D’après des sources internes, les dirigeants d’IBM débattent d’un problème plus profond : la société dépend-elle trop de quelques gros clients, dont les cycles d’achat sont instables et susceptibles d’être retardés en cas de contraintes budgétaires ? Il est évoqué la nécessité d’élargir la clientèle aux entreprises de taille moyenne, mais cela demandera du temps pour constater les effets.

La capitalisation fond, rumeurs de scission

Les conséquences de cette chute ne se limitent pas au cours de l’action.

La capitalisation d’IBM est passée sous les 200 milliards de dollars. À titre de comparaison, Broadcom, autrefois considéré comme un "petit fournisseur" d’IBM, avoisine les 1 800 milliards de dollars de capitalisation, et AMD environ 800 milliards.

D’après Le Journal de Wall Street, IBM et ses conseillers sont conscients que cette mauvaise nouvelle pourrait rendre la société vulnérable à des investisseurs activistes, voire à envisager une scission.

Les discussions à ce sujet à Wall Street ont déjà commencé.

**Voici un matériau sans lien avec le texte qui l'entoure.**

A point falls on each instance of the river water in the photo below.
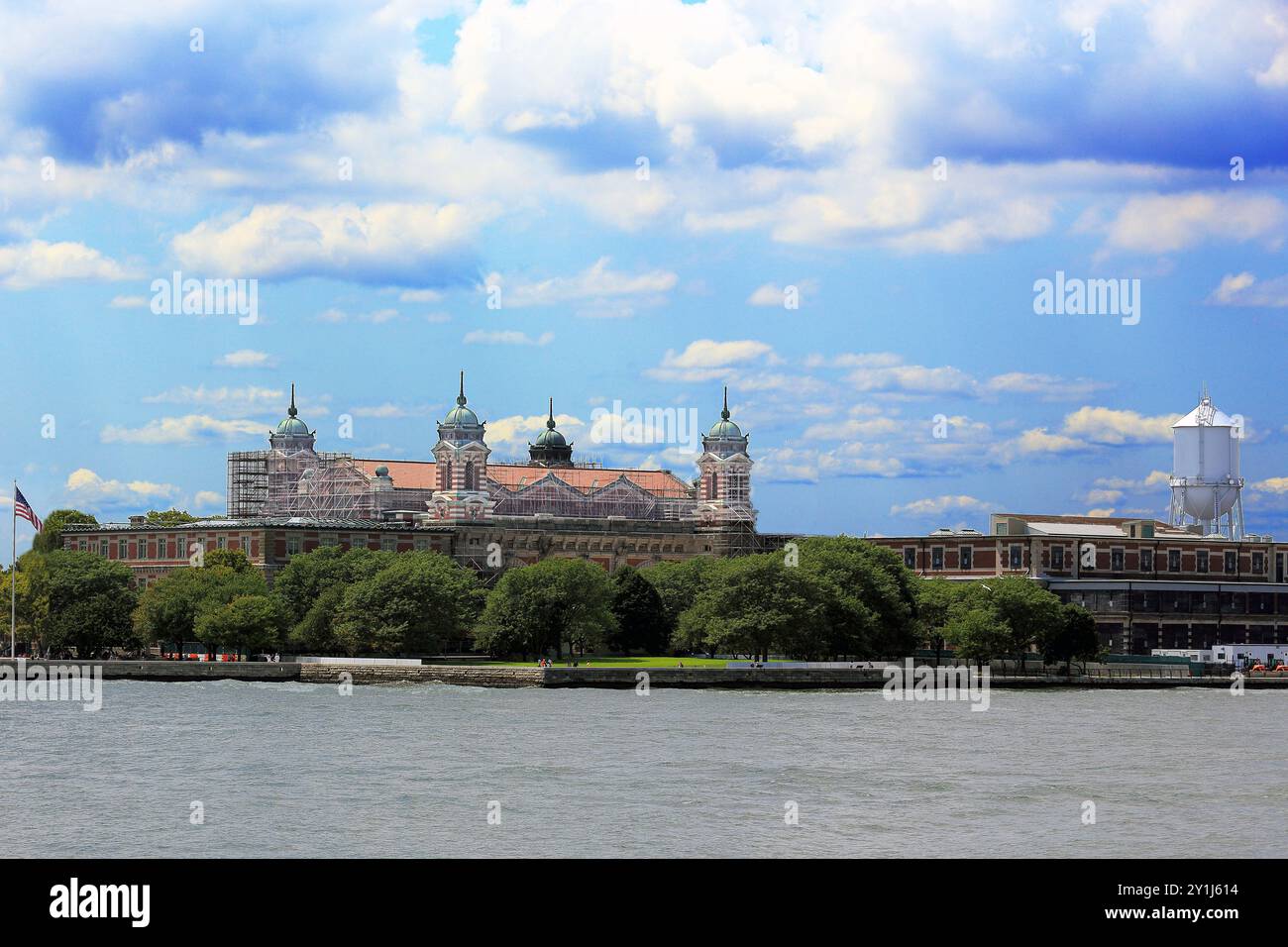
(300, 770)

Don Bilson, responsable de la recherche événementielle chez Gordon Haskett, écrit dans un rapport à ses clients que Krishna "doit résoudre ce problème rapidement, car la pire chose pour un CEO de 63 ans, c’est d’être labellisé 'manque d’exécution, cause d’une chute historique'".

Les membres du conseil savent aussi que le marché n’est pas très patient. D’après des sources, ils estiment que Wall Street ne tolérera probablement pas deux ou trois trimestres de mauvais résultats supplémentaires. Le conseil devrait se réunir à nouveau fin juillet.

Certains estiment : la sanction est excessive

Tout le monde ne pense pas que la réaction du marché soit raisonnable.

Debanjan Saha, ancien employé d’IBM et CEO de DataRobot, a posté sur LinkedIn pour appuyer la transparence de Krishna, tout en doutant d'une réaction trop sévère du marché.

"La sanction n’est pas proportionnée au délit", écrit Saha. "Cette vente massive n’est pas due aux résultats d’un seul trimestre. C’est le marché qui revalorise le problème : une entreprise centenaire peut-elle mener le monde à l’ère des agents IA, ou seulement y survivre ?"

Il cite aussi les batailles historiques d’IBM contre l’antitrust, la guerre des PC et la montée de l’internet, "les avis de décès ont toujours été prématurés ; cette fois aussi."

Gary Cohn, vice-président d’IBM, a déclaré sur CNBC que les changements budgétaires des entreprises concernant la technologie pourraient n’être que temporaires. Il explique que les budgets IT élaborés ces derniers mois ont été perturbés par de fortes dépenses en puissance de calcul, les entreprises commencent à s’interroger sur le retour sur investissement et certaines envisagent de revenir à l’investissement sur des infrastructures éprouvées.

La suite pour Krishna

Krishna a rejoint IBM en 1990 comme ingénieur logiciel, et est devenu CEO en 2020. Il a mené l’acquisition de Red Hat, société de logiciels open source, pour 34 milliards de dollars — une transaction devenue depuis un moteur du développement d’IBM. L’année dernière, le chiffre d'affaires logiciel d’IBM était d’environ 30 milliards, soit près de la moitié des 67,5 milliards de revenus globaux.

Il a aussi accéléré les efforts sur le cloud hybride et l’informatique quantique, scindé l’activité externalisation IT Kyndryl, et racheté HashiCorp, société de logiciels cloud.

En mai dernier, le gouvernement Trump a accordé à IBM une subvention de 1 milliard de dollars pour l’informatique quantique ; IBM a aussitôt annoncé un investissement égal de fonds propres pour construire des installations de fabrication de puces quantiques, provoquant une hausse passagère de son cours.

Mais tous ces acquis ont été rapidement réévalués par le marché en raison d’un avertissement trimestriel.

Krishna promet de donner plus de détails lors de la téléconférence mercredi prochain. Il écrit dans sa lettre ouverte : "Nous avons confiance dans la solidité de notre portefeuille d’activités et la transformation stratégique de la société."

L’avenir sur le marché, la réponse sera connue lors du jour des résultats financiers la semaine prochaine.